Videotron will use a competitive pricing strategy to gain mobile market share in the new areas. It has agreed with the government that it will soon increase by 10% the data allowance included in the mobile plans of existing Freedom Mobile customers and that it will introduce mobile tariffs that are at least 20% cheaper than the tariffs offered by the major operators.

Videotron can also introduce FMC bundles, even though it does not have a fixed network outside Quebec.2 In early April 2023 it stated that it will launch “attractive multi-service bundles including not only wireless, but also Internet and television services, within the next few months”. 
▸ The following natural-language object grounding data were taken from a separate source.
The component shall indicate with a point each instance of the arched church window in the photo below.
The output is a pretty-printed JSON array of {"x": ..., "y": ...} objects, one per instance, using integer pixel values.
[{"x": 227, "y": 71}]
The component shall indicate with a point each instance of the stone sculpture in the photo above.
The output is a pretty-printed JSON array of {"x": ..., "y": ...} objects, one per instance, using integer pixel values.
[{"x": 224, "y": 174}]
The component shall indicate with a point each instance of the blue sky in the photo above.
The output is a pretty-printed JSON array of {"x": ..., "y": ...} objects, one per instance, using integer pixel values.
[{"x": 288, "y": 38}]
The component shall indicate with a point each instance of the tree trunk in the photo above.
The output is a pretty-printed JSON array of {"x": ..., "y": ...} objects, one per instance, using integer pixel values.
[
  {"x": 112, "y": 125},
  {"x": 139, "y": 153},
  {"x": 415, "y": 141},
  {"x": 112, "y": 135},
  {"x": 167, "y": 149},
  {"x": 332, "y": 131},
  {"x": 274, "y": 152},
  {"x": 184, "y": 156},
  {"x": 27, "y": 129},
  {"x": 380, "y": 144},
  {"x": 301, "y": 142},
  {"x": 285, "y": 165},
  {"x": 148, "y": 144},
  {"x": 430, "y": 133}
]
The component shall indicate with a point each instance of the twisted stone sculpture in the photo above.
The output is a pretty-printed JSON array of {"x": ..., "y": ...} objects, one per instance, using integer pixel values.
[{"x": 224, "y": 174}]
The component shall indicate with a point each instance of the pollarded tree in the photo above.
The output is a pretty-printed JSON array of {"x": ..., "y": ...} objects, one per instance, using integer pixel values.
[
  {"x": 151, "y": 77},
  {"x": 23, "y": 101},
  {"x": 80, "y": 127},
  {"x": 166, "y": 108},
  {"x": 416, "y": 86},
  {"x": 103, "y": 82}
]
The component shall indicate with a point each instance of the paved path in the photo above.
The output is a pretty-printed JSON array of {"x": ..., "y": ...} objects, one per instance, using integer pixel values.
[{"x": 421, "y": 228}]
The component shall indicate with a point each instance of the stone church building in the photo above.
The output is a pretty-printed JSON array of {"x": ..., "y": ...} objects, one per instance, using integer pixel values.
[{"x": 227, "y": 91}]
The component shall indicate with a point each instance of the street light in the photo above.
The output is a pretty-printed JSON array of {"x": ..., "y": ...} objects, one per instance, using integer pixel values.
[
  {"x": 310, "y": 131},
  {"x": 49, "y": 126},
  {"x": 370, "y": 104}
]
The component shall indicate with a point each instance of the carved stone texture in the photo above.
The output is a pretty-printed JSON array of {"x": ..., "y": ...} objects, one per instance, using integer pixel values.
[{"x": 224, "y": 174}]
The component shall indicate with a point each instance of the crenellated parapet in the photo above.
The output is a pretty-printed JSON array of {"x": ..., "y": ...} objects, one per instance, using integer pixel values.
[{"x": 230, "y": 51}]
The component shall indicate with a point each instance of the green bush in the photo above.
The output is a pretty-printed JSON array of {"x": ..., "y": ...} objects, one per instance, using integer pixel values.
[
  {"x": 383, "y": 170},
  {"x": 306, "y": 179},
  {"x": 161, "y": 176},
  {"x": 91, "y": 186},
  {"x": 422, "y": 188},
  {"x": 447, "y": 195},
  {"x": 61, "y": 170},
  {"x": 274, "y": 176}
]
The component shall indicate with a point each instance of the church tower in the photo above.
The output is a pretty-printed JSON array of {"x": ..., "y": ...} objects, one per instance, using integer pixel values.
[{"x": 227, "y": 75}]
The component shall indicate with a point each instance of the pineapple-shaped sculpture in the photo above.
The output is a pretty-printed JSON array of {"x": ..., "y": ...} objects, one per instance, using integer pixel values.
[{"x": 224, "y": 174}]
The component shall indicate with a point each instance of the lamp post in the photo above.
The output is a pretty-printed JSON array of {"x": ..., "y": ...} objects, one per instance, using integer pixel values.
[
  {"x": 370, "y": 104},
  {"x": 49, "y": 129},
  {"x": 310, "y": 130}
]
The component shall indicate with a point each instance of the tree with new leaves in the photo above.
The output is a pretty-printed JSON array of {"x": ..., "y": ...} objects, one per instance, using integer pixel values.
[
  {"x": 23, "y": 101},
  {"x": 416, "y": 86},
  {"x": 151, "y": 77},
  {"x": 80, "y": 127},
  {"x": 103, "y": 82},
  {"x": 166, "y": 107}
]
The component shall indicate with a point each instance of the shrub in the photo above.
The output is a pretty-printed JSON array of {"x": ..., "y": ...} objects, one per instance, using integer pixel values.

Videotron will probably launch fixed broadband and FMC services by buying wholesale services. Many standalone or predominantly mobile operators worldwide have built a large FMC customer base in recent years, reselling FTTP services over third-party networks. Videotron can pursue a similar strategy, benefiting from improved regulation on wholesale services. In March 2023, the government reduced by 10% some fixed wholesale fees. It also plans to open up the FTTP network of the major operators in all regions of Canada.3

Rogers has scope to quickly consolidate its and Shaw’s customer bases using FMC, before Videotron launches the new tariffs outside Quebec. Rogers has historically been cautious about promoting FMC bundles; it offered such services for a limited time in 2022. In 4Q 2022, it stated that “we will continue to capitalize on that [bundling] […] at the right time”. Now that it has nationwide mobile and fixed broadband network coverage, it can build bundles with well-integrated mobile and fixed services (rather than offering simple cross-selling options as the other operators do).

Videotron’s expansion outside Quebec represents a threat on a regional basis to Bell, Rogers and Telus. These operators need to monitor Videotron’s strategy and changes to FTTP wholesale regulation, to be ready to adapt their operating strategies. They can make greater use of FMC bundles to consolidate their customer bases, ahead of Videotron’s expansion in new areas. If they wait for too long, they might have to pursue a similar FMC strategy later, but will have to offer significantly larger discounts.

1 Its share of fixed broadband connections was at 11.5% from 2019 to 2022 and its share of mobile connections increased by only 0.5 percentage points to 4.4% in the same period. For more information, see Analysys Mason’s Americas programme and Analysys Mason’s DataHub.

2 It bought VMedia in 2022, a small internet service provider with around 50 000 customers. VMedia provides fixed services in Alberta, British Columbia, Ontario and Quebec, mainly thanks to wholesale agreements. It has also a small proprietary fixed network.

3 The government plans to force all fixed operators to provide their competitors with wholesale access to their FTTN and FTTP networks in all regions of Canada. As of 1Q 2023, Ontario and Quebec were the only regions where there was open-access regulation on FTTP services.